Macerata, Traini voleva sparare a Oseghale in tribunale

6 Febbraio 2018

Reazione xenofoba all'omicidio di Pamela, l’autore del raid non è pentito: «Peccato solo per la ragazza ferita». Il suo avvocato: «La gente mi ferma per strada per esprimergli solidarietà»

MACERATA. «Come sta la ragazza? Non volevo colpirla». L'unico «errore» nella mente di Luca Traini, 28 anni, autore della caccia a migranti africani per le vie di Macerata, è stato quello di aver ferito alla spalla una giovane nigeriana vicino alla stazione.
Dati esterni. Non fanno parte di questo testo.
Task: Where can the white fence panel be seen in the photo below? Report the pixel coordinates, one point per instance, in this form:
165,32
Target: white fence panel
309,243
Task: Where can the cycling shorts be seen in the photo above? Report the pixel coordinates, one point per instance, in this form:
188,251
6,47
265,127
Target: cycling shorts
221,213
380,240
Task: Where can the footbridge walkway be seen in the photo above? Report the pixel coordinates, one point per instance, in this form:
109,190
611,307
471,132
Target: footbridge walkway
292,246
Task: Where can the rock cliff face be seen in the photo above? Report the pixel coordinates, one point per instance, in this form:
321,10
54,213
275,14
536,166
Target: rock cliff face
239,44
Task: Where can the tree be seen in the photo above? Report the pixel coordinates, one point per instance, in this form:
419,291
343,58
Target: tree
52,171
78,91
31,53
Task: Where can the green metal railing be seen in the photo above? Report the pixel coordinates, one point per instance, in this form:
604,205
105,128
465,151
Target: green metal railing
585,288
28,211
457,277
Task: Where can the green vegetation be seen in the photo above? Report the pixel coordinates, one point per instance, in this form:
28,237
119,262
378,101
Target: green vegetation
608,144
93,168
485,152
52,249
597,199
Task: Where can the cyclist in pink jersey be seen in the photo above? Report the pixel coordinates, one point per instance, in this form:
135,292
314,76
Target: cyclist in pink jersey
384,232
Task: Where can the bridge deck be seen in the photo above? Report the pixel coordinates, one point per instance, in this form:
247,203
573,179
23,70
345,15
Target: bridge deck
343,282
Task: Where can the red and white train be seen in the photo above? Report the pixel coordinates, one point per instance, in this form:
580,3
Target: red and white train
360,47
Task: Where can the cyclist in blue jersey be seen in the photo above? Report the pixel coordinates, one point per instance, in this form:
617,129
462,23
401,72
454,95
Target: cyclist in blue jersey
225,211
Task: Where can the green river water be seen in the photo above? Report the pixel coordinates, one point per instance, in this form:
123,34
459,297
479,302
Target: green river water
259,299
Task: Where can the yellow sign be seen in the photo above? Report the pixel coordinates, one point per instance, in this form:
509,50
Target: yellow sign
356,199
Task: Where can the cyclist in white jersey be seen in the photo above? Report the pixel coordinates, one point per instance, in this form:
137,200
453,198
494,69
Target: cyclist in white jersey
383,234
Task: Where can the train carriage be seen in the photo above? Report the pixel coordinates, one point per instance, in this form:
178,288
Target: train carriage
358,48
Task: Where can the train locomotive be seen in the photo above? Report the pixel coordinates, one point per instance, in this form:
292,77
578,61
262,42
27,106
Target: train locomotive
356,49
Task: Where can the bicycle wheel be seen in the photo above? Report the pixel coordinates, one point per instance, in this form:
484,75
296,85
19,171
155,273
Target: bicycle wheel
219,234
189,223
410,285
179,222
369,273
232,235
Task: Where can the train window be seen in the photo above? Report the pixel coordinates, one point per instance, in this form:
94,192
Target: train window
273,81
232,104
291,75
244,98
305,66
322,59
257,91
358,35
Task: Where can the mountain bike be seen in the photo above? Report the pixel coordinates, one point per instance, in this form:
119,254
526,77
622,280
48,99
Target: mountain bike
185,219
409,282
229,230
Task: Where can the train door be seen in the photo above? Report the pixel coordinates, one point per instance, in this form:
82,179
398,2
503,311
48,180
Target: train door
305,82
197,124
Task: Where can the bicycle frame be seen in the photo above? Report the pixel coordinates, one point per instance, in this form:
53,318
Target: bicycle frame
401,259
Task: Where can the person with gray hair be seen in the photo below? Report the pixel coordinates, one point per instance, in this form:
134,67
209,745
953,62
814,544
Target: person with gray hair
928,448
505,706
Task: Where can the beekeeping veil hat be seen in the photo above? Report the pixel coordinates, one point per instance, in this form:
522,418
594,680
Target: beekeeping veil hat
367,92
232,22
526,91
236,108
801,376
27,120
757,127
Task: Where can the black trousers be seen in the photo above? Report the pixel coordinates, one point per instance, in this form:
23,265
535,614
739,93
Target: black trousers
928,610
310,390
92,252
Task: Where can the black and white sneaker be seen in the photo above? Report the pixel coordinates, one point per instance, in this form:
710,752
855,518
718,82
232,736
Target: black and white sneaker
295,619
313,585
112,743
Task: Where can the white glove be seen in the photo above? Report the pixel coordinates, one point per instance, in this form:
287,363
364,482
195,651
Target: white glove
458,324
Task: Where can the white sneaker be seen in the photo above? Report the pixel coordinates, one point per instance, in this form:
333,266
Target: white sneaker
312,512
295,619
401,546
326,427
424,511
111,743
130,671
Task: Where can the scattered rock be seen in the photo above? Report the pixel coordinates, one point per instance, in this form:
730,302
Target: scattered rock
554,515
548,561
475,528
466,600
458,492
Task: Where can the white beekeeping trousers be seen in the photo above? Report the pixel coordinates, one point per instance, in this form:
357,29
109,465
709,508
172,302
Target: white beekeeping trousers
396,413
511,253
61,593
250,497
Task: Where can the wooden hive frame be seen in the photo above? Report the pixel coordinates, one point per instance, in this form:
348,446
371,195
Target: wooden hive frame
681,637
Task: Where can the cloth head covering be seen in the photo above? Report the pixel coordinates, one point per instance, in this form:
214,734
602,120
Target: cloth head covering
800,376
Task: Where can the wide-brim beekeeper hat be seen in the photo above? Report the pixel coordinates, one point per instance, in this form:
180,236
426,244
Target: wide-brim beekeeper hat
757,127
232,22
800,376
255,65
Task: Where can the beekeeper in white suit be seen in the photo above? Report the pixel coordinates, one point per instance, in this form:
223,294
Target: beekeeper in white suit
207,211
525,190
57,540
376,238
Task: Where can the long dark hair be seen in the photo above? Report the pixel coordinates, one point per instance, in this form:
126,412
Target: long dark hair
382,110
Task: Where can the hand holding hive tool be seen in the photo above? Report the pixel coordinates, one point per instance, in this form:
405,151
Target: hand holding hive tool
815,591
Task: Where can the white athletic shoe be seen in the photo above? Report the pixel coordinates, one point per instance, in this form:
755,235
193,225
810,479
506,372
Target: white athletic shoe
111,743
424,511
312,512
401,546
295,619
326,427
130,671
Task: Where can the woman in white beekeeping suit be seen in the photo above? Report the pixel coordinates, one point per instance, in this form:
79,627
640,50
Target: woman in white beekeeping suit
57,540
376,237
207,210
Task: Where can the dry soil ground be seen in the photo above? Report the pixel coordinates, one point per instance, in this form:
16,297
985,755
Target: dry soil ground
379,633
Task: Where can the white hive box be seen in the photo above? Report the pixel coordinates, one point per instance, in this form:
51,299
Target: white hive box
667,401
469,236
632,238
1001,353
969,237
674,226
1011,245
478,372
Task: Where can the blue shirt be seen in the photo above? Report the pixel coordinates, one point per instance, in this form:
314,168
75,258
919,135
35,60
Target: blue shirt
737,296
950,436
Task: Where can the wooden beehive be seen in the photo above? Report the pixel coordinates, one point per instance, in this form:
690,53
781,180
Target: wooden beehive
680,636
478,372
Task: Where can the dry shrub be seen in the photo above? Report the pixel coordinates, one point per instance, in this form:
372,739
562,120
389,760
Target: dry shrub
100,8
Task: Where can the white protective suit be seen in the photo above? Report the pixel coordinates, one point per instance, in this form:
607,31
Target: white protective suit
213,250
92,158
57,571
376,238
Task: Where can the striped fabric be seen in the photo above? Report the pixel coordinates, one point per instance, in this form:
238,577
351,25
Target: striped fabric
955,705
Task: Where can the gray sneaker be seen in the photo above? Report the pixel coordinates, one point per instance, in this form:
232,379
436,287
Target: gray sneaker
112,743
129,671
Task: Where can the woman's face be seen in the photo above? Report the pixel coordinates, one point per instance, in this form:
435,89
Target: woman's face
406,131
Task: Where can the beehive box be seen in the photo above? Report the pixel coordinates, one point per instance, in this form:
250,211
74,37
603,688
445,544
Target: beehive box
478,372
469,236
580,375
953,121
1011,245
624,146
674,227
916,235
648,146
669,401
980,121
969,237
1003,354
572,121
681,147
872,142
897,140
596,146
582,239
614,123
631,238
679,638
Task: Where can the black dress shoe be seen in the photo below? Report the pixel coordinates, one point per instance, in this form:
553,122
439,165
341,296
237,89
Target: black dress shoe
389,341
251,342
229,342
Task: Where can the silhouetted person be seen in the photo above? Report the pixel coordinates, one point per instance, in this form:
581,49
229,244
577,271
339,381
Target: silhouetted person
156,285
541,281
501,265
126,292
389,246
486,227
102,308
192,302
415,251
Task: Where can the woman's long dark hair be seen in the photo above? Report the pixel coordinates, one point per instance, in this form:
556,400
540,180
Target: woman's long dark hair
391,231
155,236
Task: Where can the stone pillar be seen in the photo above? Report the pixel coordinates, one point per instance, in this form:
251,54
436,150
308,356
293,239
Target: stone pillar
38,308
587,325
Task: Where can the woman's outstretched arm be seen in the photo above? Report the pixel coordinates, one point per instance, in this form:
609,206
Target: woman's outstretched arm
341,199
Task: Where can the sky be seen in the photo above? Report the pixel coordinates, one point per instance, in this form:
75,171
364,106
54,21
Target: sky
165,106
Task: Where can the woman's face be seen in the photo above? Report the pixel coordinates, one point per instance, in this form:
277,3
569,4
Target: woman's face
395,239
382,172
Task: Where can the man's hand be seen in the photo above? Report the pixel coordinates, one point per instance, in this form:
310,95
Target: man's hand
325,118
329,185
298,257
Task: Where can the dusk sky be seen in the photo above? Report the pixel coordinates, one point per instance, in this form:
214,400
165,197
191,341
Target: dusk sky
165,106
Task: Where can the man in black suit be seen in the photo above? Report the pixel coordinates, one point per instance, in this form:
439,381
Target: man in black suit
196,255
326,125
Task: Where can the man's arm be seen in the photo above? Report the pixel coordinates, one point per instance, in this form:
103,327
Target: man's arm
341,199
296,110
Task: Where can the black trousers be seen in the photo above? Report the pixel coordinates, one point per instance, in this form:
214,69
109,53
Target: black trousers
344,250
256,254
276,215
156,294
Aveva preso in realtà di mira 11 migranti, ma è riuscito a colpirne solo un numero inferiore. La sua idea iniziale, secondo il procuratore di Macerata Giovanni Giorgio, era quella di farsi giustizia da sé, nel Tribunale di Macerata, uccidendo il pusher nigeriano accusato di aver ucciso e smembrato la 18enne romana Pamela Mastropietro. Poi, aveva ripiegato sulla folle sparatoria contro migranti incolpevoli. Circostanza smentita dal difensore Giancarlo Giulianelli, secondo cui comunque sarebbe una dichiarazione inutilizzabile.
Dopo un giorno in cella nel carcere di Montacuto ad Ancona, il 28enne di Tolentino si è confidato con il suo legale, che lo ha trovato «tranquillo e in buona forma fisica». Traini, simpatizzante di estrema destra con un'adolescenza segnata da problemi famigliari e dall'obesità, non si è pentito. Ormai assodato il legame tra la tragica fine di Pamela e il raid xenofobo: «Quando ho sentito la notizia alla radio in auto ho 'sbroccato’», ha detto al difensore. Lui e Pamela non si conoscevano, ma lo scempio fatto del corpo della ragazza avrebbe scatenato la sua furia vendicativa. Tanto da fargli ammettere dinanzi ai carabinieri di aver pensato di uccidere Oseghale. «Volevo vendicare Pamela - aveva detto Traini ai militari - e fare qualcosa contro l'immigrazione, l'immigrazione clandestina va stroncata». Dopo la sparatoria è andato a pregare a Pollenza dov'era stato ritrovato il corpo della ragazza dentro i trolley, e vi ha lasciato un cero votivo di Mussolini, prima di farsi arrestare. Il difensore condanna l'azione «scellerata» del suo assistito che però «è solo la punta di un iceberg, la base è molto vasta». «Politicamente c'è un problema - ha spiegato Giulianelli -: mi ferma la gente a Macerata per darmi messaggi di solidarietà nei confronti di Luca. È allarmante». Di «rappresaglia nazi-fascista», ha parlato il sindaco Romano Carancini, secondo cui «non è un fatto isolato».
La strategia difensiva punterà sull'infermità mentale anche se Traini, secondo il suo legale, non era in cura da uno psichiatra. Luca - sosterrà il difensore - è stato segnato dai traumi familiari e dall'obesità in adolescenza». Altro elemento di una «personalità disturbata» è il «disordine nella sua stanza», dove sono stati trovati una copia del 'Mein Kampf', il libro di Adolf Hitler, e altri cimeli nazisti. Per la difesa, comunque, il 28enne non era consapevole di ciò che faceva: «Non si è pentito: ci si può pentire solo se si è consapevoli di quello che si fa». Infine la solidarietà al mancato omicida. Messaggi di solidarietà nei confronti di Luca Traini, autore del raid xenofobo, sono stati infatti espressi per strada al suo legale Giancarlo Giulianelli, secondo il quale invece l'azione del suo assistito è stata «scellerata». Lo ha riferito l'avvocato dopo l'incontro con il 28enne nel carcere di Montacuto. «Politicamente c'è un problema - ha detto Giulianelli -: mi ferma la gente a Macerata per darmi messaggi di solidarietà nei confronti di Luca. È allarmante, ma ci dà la misura di quello che sta succedendo».